Até então, a intimidação era sua principal estratégia, mas não contavam com os comandos, treinados em diversas formas de artes marciais. Amrit e seu camarada Viresh (Abhishek Chauhan) parecem uma reminiscência da escola de heróis de ação Steven Seagal do início dos anos 90. Você pode socá-los, esfaqueá-los ou atirar neles, e eles continuam vindo. No início, Viresh reage exageradamente e mata o líder da gangue.

Ironicamente, todos provavelmente poderiam ter chegado ao seu destino ilesos se não fosse por esse ato heróico, que transforma os ladrões de um incômodo em um superorganismo em busca de vingança: como tantas formigas de fogo que pululam no trem, eles seguem os comandos de Fani. O trem desacelera em determinado momento e o pai de Fani, Beni (Ashish Vidyarthi), embarca, emitindo um conjunto separado de ordens. O novo chefe diz: “Mate!” Fani diz: “Sequestrar!”

Essas instruções conflitantes conseguem manter vivos os personagens que nos interessam (bem, pelo menos a maioria deles).
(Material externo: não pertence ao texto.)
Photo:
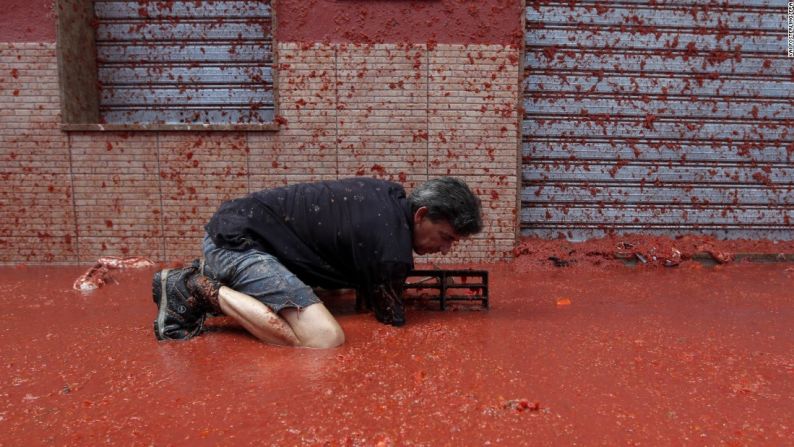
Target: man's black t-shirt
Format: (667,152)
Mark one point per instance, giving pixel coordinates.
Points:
(335,234)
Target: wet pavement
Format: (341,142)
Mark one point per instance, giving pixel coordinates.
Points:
(579,355)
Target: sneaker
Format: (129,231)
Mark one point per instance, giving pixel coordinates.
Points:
(180,313)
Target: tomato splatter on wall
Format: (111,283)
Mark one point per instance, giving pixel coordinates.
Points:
(418,21)
(27,21)
(439,21)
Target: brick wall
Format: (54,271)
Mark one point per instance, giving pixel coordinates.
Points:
(400,112)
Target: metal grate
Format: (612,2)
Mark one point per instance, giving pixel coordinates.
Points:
(658,117)
(185,62)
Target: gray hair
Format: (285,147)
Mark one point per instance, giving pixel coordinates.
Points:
(449,199)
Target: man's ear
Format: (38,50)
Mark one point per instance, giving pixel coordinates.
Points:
(420,214)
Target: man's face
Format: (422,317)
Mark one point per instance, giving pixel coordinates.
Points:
(432,236)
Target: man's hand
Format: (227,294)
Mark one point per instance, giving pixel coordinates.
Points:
(388,305)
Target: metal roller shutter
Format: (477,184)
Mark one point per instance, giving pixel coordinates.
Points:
(658,117)
(185,62)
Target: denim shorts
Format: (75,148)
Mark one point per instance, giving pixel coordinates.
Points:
(258,274)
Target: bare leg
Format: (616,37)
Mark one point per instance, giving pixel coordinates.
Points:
(312,327)
(257,318)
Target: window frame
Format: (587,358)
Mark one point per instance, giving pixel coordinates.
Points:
(76,54)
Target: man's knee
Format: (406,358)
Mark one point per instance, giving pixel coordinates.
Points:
(314,326)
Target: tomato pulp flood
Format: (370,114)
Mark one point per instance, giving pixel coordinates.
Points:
(587,355)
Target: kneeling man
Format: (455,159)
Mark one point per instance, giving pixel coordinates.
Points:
(264,252)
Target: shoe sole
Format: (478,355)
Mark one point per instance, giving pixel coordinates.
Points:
(161,299)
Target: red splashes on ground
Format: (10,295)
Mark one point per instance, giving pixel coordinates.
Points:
(674,354)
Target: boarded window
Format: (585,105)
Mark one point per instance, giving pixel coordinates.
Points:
(166,65)
(184,62)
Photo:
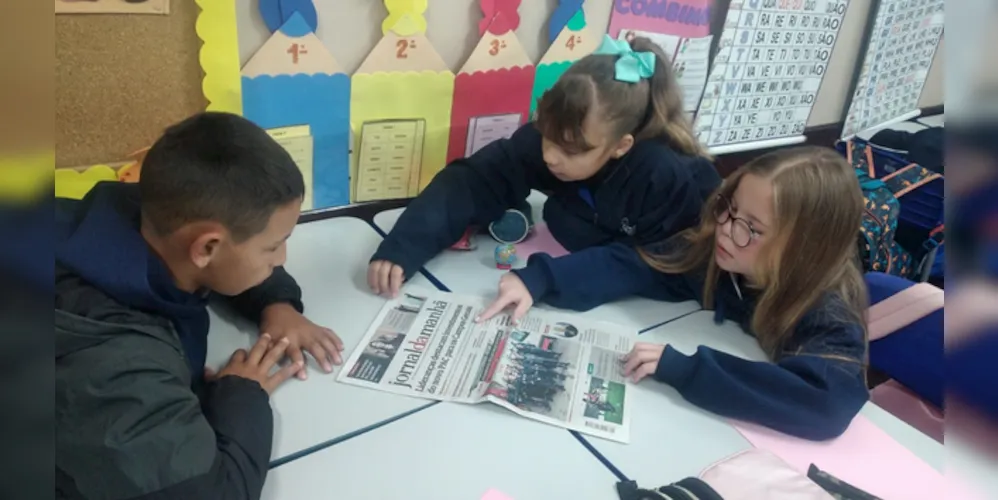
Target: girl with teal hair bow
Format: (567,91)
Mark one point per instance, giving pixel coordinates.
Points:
(610,145)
Mesmo com três dúzias de capangas, os bandidos não são páreo para os dois comandos. Durante a hora seguinte, os personagens avançam e recuam pelos carros-leito, balançando as lâminas e batendo seus oponentes em beliches, portas deslizantes e, em uma morte especialmente satisfatória, um assento de vaso sanitário de partir a cabeça. O filme quase nunca desvia o olhar pelas janelas, mas o cenário nunca envelhece, já que Bhat tem cabeça para combates criativos de curta distância.
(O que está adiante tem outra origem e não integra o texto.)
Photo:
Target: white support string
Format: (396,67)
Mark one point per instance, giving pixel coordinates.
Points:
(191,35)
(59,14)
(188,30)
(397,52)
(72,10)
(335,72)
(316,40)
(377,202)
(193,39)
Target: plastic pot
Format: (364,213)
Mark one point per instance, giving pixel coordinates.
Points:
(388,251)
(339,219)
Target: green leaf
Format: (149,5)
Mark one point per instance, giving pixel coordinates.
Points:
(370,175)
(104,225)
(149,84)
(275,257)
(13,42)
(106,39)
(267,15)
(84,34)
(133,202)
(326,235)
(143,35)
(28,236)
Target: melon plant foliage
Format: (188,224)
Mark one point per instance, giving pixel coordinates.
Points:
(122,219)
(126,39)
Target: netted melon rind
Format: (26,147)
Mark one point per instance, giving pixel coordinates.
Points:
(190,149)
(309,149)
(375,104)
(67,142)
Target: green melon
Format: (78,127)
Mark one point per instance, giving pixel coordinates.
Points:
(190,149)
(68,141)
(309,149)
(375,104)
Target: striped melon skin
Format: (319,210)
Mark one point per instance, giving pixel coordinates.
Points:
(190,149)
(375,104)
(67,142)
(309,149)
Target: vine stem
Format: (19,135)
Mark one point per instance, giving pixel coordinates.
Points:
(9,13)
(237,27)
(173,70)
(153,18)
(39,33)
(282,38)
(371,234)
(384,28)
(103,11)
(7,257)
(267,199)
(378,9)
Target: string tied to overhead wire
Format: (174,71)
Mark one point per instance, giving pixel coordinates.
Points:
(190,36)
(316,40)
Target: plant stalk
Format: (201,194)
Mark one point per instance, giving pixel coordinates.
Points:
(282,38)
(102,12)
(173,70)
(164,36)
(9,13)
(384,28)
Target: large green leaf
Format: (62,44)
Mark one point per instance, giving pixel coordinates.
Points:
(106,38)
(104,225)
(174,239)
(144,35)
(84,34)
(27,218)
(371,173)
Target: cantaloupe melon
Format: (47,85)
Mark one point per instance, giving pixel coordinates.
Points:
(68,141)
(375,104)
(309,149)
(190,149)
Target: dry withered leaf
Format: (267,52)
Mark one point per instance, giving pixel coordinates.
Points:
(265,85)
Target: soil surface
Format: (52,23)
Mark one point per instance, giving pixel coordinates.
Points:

Na categoria surpreendentemente robusta de filmes de ação movidos a locomotivas, “Kill” é muito melhor que “Bullet Train”, mas não “Train to Busan” – para focar apenas em dois exemplos recentes ambientados na Ásia. “Snowpiercer” de Bong Joon Ho é provavelmente a comparação mais óbvia. “Kill” apresenta o mesmo coreógrafo de luta do filme, Se-yeong Oh, reunindo-se com o parceiro de “War”, Parvez Shaikh, para executar seu repertório de ação diversificado e em constante mudança. Fica cansativo? Somente se você estiver procurando por algo diferente de matar de um filme chamado “Kill”.

As digressões românticas são apenas isso: distrações da carnificina. Para justificar a onda de loucura do nosso herói (alerta de spoiler: pule este parágrafo se quiser que o catalisador da morte seja uma surpresa), Bhat imagina que o que acontece com Tulika deve perturbar o público tanto quanto Amrit. O filme todo é sádico, mas é o destino de Tulika que parece mais cruel, agravado por muitos flashbacks amorosos. Engraçado que isso pareça mais gratuito do que a violência perturbadoramente realista.

A contagem de corpos está lá em cima no território de “John Wick”, já que os artistas de Foley pulverizam mais melões e talos de aipo do que uma típica planta de processamento V8. Inúmeros vegetais foram prejudicados na produção deste filme, apenas para obter todos aqueles efeitos sonoros suculentos. Pergunte a si mesmo: o que constituiria um final feliz para um filme assim? Não importa. O objetivo aqui é incorrer no dano máximo, substituindo a dor dessas memórias pela satisfação da morte.